I did not know that many years that Joe had written his sons to come to him and they would raise cattle on the shares. Jack, Tod, and Bert came, and they bought the fine herd which bore the Bar HL brand. Joe was happy again, and I had to admit I was feeling better myself. I wish I had been absolutely normal so I could have appreciated the stirring changes going on around us. I do remember them very well.

It seems strange that by 1900 our cowboys were taking part in rodeos. Some said they were just trying to imitate the Wild West shoes put on by the famous William Cody, who started his shows as far back as 1883.

The mountain people saw their first rodeo at Roswell when Allison Carroll was campion roper of the world. Our cowboys gathered from all parts of New Mexico to rope goats (steer-roping was unlawful) and ride bad horses. Joe and I and our sons and their wives took in this rodeo, but we all had to admit we had seen better roping and riding out on the range. For some reason, showing off before a crowd seemed to make the cowboys too nervous to do their level best.

It wasn’t too many years after that until these Browning boys were attending cattlemen’s conventions at Fort Worth and Amarillo, Texas, and having conventions of their own at Roswell. Just think, in another ten years the 101 Ranch Show was to appear in Roswell, where we took our grandchildren to see their first buffalo. They couldn’t understand why we weren’t very impressed by the big hump on the buffalo’s shoulder.

By 1900 women rode astride, wearing divided skirts. What a scandal that was! Some eastern people stopped at Elk, and the women went riding all over the mountain country in those new-fangled skirts. One good mountain women remarked to me, "It just ain’t decent at all! You can see right between their legs as they walk!"

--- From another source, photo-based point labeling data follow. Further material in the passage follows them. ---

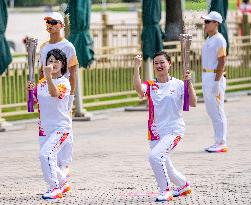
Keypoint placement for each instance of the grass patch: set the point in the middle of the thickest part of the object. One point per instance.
(104, 107)
(21, 117)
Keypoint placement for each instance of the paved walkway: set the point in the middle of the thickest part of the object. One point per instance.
(111, 166)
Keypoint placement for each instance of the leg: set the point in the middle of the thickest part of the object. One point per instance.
(215, 109)
(175, 177)
(48, 157)
(65, 154)
(158, 158)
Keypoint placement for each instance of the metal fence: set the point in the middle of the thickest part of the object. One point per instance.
(110, 76)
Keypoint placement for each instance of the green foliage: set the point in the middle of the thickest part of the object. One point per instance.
(23, 3)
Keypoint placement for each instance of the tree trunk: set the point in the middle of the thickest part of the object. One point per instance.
(174, 20)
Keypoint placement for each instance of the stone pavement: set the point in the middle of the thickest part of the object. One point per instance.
(111, 161)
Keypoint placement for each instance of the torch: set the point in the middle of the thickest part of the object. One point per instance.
(185, 40)
(31, 45)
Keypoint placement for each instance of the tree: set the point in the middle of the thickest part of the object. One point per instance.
(174, 20)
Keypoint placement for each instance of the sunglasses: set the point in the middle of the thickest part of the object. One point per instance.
(52, 22)
(208, 21)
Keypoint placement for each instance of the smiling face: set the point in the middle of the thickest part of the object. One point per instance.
(210, 26)
(161, 65)
(57, 64)
(53, 26)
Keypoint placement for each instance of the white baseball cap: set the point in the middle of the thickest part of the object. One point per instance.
(54, 15)
(213, 16)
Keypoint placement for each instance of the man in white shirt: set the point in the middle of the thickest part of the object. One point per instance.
(54, 24)
(213, 81)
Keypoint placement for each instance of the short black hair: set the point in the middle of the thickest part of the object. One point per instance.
(162, 53)
(59, 55)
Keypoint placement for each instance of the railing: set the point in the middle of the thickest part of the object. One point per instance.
(108, 34)
(109, 79)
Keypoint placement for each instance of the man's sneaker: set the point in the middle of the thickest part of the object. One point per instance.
(165, 196)
(182, 191)
(53, 194)
(217, 148)
(66, 171)
(65, 187)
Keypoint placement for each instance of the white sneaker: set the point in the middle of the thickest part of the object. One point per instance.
(53, 194)
(65, 187)
(66, 171)
(165, 196)
(182, 191)
(217, 148)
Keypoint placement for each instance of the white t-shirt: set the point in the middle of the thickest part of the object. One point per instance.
(64, 45)
(165, 106)
(54, 113)
(213, 48)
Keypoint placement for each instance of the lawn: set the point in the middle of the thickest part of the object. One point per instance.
(189, 5)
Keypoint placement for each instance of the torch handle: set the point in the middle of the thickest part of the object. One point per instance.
(186, 96)
(30, 102)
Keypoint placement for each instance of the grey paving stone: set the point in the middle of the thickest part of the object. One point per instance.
(111, 166)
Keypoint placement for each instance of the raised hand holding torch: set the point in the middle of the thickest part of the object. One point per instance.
(185, 40)
(31, 45)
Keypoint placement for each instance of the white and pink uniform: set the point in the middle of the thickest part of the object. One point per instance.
(65, 156)
(57, 127)
(166, 127)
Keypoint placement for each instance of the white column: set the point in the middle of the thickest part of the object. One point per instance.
(148, 66)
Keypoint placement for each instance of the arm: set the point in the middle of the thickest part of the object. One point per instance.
(53, 90)
(136, 76)
(31, 86)
(73, 78)
(191, 90)
(192, 95)
(220, 68)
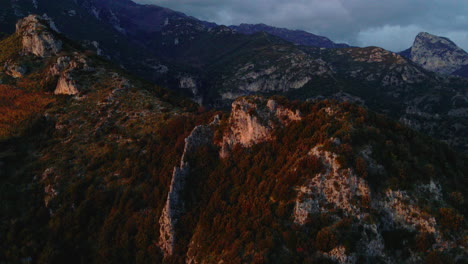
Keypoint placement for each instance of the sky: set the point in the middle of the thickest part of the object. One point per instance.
(391, 24)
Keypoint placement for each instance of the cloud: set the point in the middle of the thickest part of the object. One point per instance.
(391, 24)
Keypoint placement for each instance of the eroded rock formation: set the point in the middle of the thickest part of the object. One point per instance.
(253, 120)
(38, 36)
(175, 206)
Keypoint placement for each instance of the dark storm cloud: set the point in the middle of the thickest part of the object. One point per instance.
(392, 24)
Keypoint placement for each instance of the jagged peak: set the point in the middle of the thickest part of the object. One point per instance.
(38, 35)
(438, 54)
(425, 36)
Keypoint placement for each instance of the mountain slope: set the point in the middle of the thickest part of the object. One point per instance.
(298, 37)
(106, 168)
(437, 54)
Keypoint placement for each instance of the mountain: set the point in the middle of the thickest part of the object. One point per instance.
(438, 54)
(215, 64)
(298, 37)
(97, 165)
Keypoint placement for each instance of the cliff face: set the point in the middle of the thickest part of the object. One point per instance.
(253, 120)
(38, 36)
(175, 206)
(437, 54)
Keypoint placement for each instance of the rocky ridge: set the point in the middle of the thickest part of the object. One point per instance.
(253, 120)
(437, 54)
(175, 206)
(298, 37)
(38, 36)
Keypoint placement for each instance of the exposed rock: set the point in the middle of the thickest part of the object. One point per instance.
(175, 207)
(15, 70)
(66, 85)
(337, 186)
(437, 54)
(296, 36)
(38, 36)
(253, 120)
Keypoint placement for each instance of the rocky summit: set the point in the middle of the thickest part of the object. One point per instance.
(438, 54)
(204, 144)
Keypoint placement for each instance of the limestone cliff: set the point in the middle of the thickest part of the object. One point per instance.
(437, 54)
(37, 36)
(175, 207)
(252, 120)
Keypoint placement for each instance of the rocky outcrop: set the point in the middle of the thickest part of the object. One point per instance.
(253, 120)
(175, 206)
(335, 186)
(64, 68)
(66, 85)
(437, 54)
(38, 37)
(295, 36)
(15, 70)
(286, 72)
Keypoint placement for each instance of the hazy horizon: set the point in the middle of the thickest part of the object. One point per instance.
(389, 24)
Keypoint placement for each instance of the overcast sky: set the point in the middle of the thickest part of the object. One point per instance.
(391, 24)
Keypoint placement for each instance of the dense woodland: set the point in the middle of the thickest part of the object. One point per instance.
(108, 204)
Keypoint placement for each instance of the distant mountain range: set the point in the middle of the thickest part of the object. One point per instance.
(438, 54)
(100, 166)
(215, 64)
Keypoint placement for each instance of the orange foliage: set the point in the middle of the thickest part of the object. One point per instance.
(17, 107)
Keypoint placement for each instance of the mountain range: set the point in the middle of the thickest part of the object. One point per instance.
(270, 145)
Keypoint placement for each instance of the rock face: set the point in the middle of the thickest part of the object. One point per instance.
(437, 54)
(66, 85)
(337, 188)
(175, 207)
(38, 36)
(15, 70)
(253, 120)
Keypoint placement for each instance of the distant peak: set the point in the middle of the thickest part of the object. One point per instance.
(38, 36)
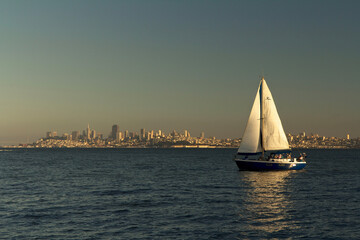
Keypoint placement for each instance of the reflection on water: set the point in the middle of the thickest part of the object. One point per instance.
(267, 205)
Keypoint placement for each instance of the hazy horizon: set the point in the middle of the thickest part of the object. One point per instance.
(176, 65)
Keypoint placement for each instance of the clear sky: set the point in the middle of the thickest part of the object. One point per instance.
(167, 65)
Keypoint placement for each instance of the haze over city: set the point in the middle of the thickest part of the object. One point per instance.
(167, 65)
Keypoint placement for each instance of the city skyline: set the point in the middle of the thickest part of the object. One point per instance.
(177, 65)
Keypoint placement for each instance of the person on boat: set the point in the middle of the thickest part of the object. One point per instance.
(302, 156)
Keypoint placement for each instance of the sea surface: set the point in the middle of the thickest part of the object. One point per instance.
(175, 194)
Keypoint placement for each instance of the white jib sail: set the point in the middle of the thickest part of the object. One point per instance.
(274, 137)
(251, 138)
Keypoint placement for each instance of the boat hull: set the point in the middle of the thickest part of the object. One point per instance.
(257, 165)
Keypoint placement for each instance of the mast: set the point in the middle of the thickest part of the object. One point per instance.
(262, 116)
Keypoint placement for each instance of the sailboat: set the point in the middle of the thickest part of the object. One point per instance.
(264, 144)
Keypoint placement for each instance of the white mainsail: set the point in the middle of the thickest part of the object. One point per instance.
(273, 134)
(251, 137)
(263, 130)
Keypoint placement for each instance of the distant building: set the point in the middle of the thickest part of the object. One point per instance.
(114, 131)
(126, 134)
(75, 135)
(119, 137)
(142, 133)
(88, 132)
(93, 134)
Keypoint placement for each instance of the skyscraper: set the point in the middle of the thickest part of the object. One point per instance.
(142, 133)
(126, 134)
(75, 135)
(88, 132)
(114, 131)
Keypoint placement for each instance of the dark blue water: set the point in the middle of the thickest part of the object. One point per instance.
(175, 194)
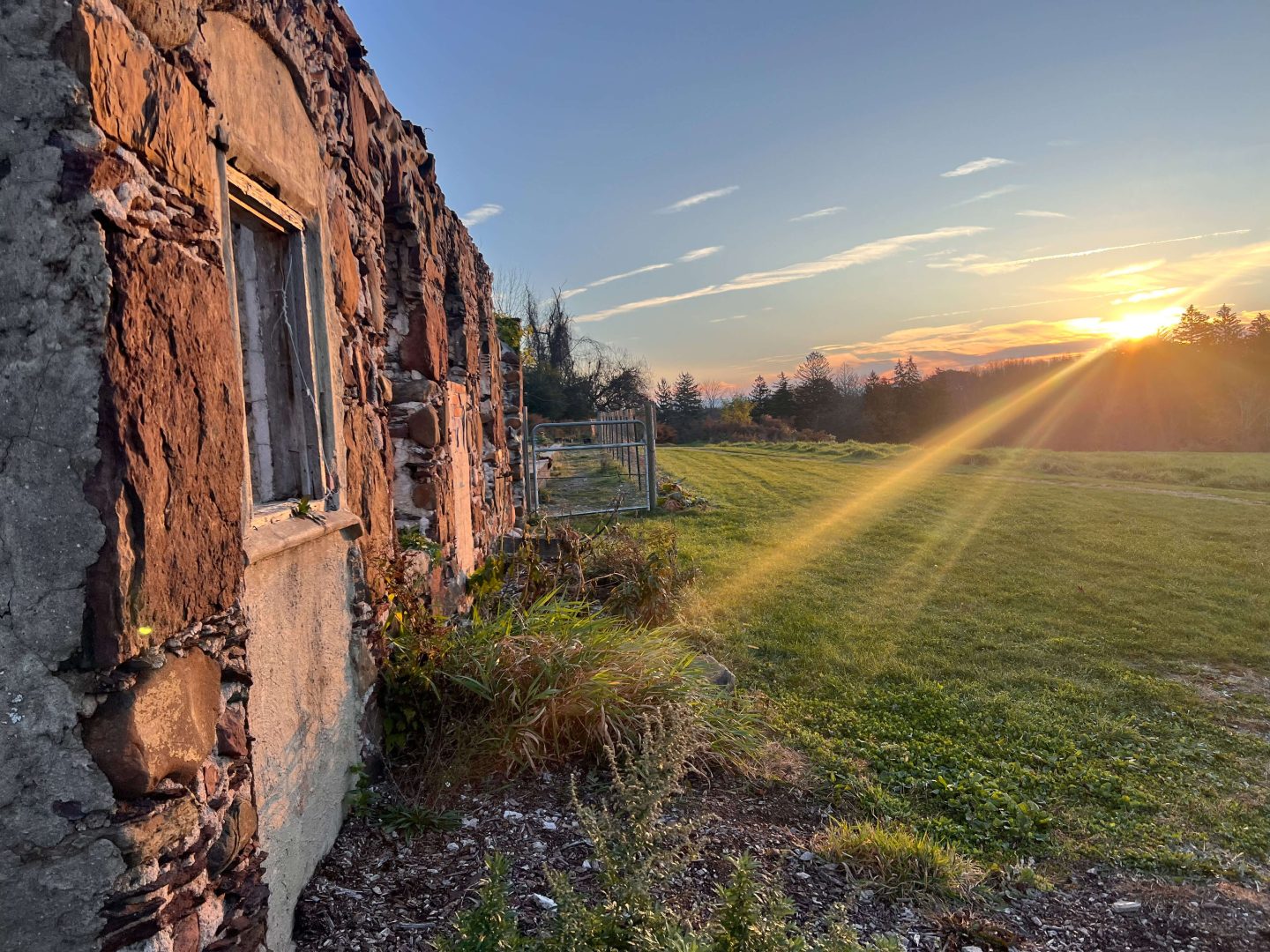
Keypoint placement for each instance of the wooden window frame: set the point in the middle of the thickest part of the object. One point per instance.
(303, 253)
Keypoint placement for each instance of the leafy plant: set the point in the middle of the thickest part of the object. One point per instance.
(303, 509)
(490, 925)
(392, 815)
(412, 539)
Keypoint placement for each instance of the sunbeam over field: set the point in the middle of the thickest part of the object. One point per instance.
(1022, 652)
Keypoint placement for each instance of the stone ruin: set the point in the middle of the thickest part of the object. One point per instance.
(244, 342)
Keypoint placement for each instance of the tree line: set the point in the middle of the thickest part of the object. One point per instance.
(1203, 383)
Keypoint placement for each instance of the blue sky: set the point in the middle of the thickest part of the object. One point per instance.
(1119, 123)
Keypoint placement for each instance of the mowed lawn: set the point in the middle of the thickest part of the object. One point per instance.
(1021, 666)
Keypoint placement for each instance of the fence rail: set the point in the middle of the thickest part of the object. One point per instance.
(585, 467)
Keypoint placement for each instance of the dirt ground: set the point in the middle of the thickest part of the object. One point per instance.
(380, 891)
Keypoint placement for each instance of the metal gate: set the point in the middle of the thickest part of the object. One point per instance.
(587, 467)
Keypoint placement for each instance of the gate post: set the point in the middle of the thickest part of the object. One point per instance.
(651, 452)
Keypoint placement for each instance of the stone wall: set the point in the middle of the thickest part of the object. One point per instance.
(185, 683)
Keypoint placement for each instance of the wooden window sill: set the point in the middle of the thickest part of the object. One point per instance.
(271, 539)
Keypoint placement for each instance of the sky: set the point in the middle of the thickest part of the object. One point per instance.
(723, 187)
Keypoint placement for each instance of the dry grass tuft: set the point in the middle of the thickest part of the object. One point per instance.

We heard our first graphophone at Mayhill, a small settlement to our west, and there was a telephone line installed from Elk to Feliz. By 1905 some of us had been to Roswell to see our first automobile. It was a queer looking vehicle driven by Dr. Skipworth. I took one look as it moved down the street, and I thought of a quotation from the Bible, "The Chariots shall be with flaming torches. The chariots shall race in the streets. They shall jolt against one another in the broad ways. They will gleam like torches; they shall run like lightening." People wouldn’t believe us when we got home again. Who ever heard of a buggy without horses!

Our grandchildren were now attending school at Feliz. The one room building was of lumber with a single roof and a good floor and sufficient windows for proper lighting. Blackboard appeared on the walls, and long desk and benches which seated four pupils at a time came in. Many new textbooks were appearing, and adults were peeking into them when they had a chance. Children were from five to eighteen years old, and they walked or rode horseback from one to three miles distance. The teacher, who welcomed them each morning, was usually a woman who taught all grades from the first to the seventh. She taught a whole six months and received a salary of thirty-five or forty dollars.